The National Association of Evangelicals issued a press release yesterday stating “Rev. Haggard has rightfully submitted himself to the pastoral oversight and ecclesiastical discipline of the independent New Life Church board of overseers.”
The executive committee will huddle soon to discuss their options in dealing with the evermore salacious news coming out of the Haggard scandal.
So what’s on the meeting agenda? “This issue has so many dimensions,” said employment law attorney Tim Downing, an expert in discrimination based on sexual orientation and wrongful discharge litigation.
“My guess is that they are in closed door session to talk about his employment as the group’s president and spokesman,” he said. “If he is an at-will employee, they can do anything. If he has a written contract, they can fire him ‘for cause’. The meth purchase alone would be grounds for termination.”

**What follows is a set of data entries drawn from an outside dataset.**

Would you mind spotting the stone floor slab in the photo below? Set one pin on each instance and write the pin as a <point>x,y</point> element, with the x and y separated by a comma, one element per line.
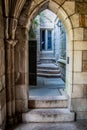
<point>79,125</point>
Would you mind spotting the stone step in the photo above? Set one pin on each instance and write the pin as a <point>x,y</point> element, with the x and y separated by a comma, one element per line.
<point>49,75</point>
<point>47,60</point>
<point>48,102</point>
<point>48,115</point>
<point>48,71</point>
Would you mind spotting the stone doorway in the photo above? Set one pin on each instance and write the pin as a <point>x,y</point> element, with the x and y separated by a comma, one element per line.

Federal law would shield Haggard from discrimination as a member of a protected class, such as age, gender or religion. It’s ironic that, as one who actively preached against gays and lesbians, he would not be legally protected if he admits to enaging in homosexual relations with gay escort Mike Jones. That may be part of the motivation for continuing to deny Jones’ allegations of a three-year intimate relationship.
Downing, who has written extensively on issues related to this scandal including how to lawfully conduct an internal investigation and employer drug policies, remarked that if Haggard were to challenge his termination that “he would have a tough row to hoe.” The NAE church leaders are the “biggest champions of bigots against gays. It’s harder for him to argue against these allegations.”
“Politically and realistically, I expect that they are going to throw him to the wolves” to protect their future fundraising prospects and consolidate their power until the media firestorm subsides.